Learning Standard: Reading and writing with developing fluency, speaking confidently, listening and interacting appropriately, viewing strategically and representing creatively.
2. Old Mother Goose
May 1 is also observed by many people as Mother Goose Day. Use today's newspaper to look for a humorous story that interests you. Then think of a nursery rhyme or children's song you like. Retell the story from the newspaper in the style of the nursery rhyme or song you chose. Share with the class.
Learning Standard: Writing fluently for multiple purposes to produce compositions, such as personal narratives, persuasive essays, lab reports or poetry.
3. Super Volcano
Volcanoes are some of the most spectacular things in nature. And one that blew up in the nation of Iceland in the northern Atlantic Ocean filled the air with such thick smoke and ash that it forced airlines to stop making flights to the continent of Europe. Hundreds of flights from the United States were among those halted, because the ash could damage jet engines and cause planes to crash. It took nearly a week for flights to start up again from the April 14 eruption. As a class, research and talk about how volcanoes are formed. Then find other stories about weather or natural events that affect people. Write a paragraph describing one such event.
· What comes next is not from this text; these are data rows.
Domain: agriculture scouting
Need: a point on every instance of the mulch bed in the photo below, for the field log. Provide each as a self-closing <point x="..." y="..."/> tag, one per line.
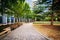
<point x="51" y="31"/>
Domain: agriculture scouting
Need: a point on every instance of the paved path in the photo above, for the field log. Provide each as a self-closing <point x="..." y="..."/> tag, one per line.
<point x="25" y="32"/>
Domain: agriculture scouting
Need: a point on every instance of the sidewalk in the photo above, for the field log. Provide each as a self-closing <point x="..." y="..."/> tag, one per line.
<point x="25" y="32"/>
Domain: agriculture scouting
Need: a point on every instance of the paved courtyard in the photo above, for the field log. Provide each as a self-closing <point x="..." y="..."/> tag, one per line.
<point x="24" y="32"/>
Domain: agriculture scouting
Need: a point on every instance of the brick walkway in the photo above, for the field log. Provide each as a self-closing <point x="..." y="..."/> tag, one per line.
<point x="25" y="32"/>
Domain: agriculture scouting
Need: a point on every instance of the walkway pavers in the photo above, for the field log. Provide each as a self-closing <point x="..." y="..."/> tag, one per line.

Learning Standards: Describing and understanding natural changes in the Earth's surface, including those caused by volcanoes, earthquakes, erosion and rivers; investigating and describing what makes up weather and how it changes; analyzing the relationships between human activities and the atmosphere.
4. Benjamin Hooks
The civil rights movement for racial equality attracted people of many different talents. But few had as many different talents as Benjamin Hooks, who died this month at the age of 85. Hooks was president of the NAACP, the nation's oldest civil rights group. He was a lawyer and the first African American judge appointed for criminal courts in the state of Tennessee. He was a businessman who ran fried chicken restaurants. And he was a minister who served churches in both Michigan and Tennessee. After he died April 15, Hooks was honored at his Michigan and Tennessee churches, and people from all over the nation came to pay their respects. As a class, talk about how important it is that people be treated equally. In teams, find a story in the newspaper that involves how people are treated. Write a sentence explaining what kind of treatment is making news.
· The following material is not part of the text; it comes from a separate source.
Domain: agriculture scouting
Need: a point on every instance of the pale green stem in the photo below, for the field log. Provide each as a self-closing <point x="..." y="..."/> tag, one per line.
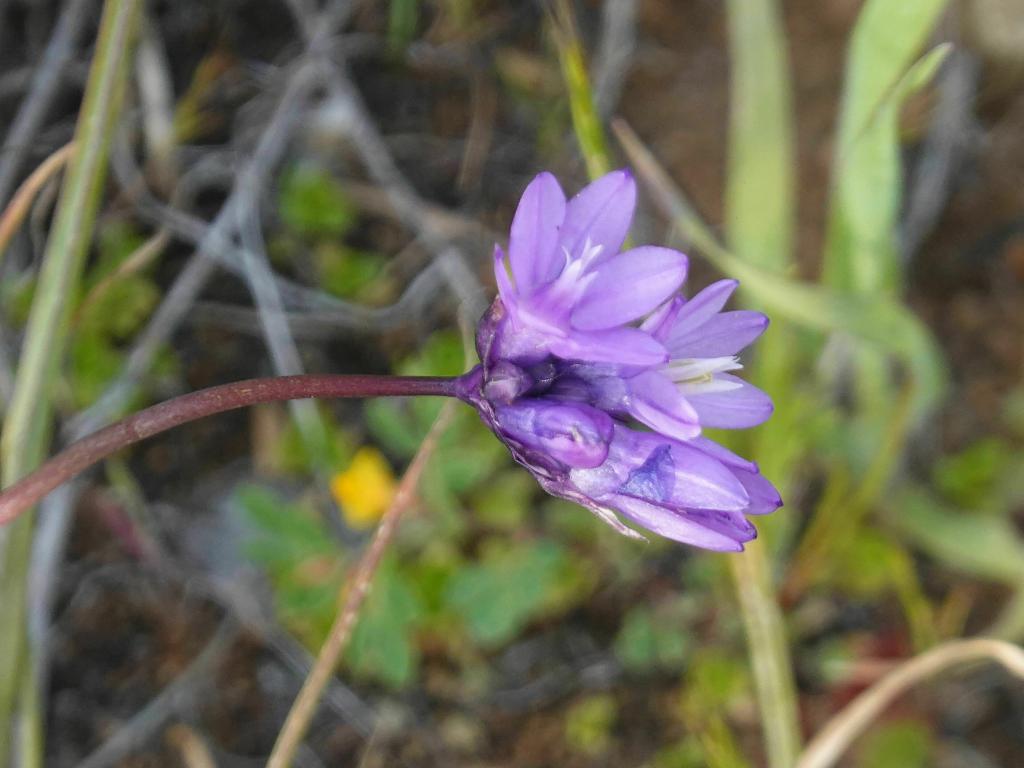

Learning Standards: Acquiring information from multiple sources; identifying the responses of individuals to historic violations of human dignity involving discrimination, persecution and crimes against humanity; writing fluently for multiple purposes.
5. Scavenger
Scientists have known for a long time that the dinosaurs known as velociraptors were meat-eaters. But a new fossil find shows that velociraptors (vel-OSS-eer-RAP-tors) also were scavengers that ate creatures that already had died or been killed. The fossil from Inner Mongolia in the Asian country of China reveals teeth from a velociraptor among the bones of a sheep-sized plant-eater called Protoceratops (PRO-toe-SER-a-tops). Scientists said the position of the teeth indicate that the velociraptor was cleaning the last meat off the bones of a dead dinosaur, rather than eating one it had killed. As a class, talk about the Web of Life in nature, in which meat-eaters eat plant-eaters or other meat-eaters to stay alive. Then find examples of plant-eaters and meat-eaters in the newspaper today or over several days. Which do you find more of? On a piece of paper, draw a Web of Life showing how these animals would connect to each other if they all lived in the same place.
Learning Standard: Comparing and classifying familiar organisms on the basis of observable physical characteristics; representing creatively.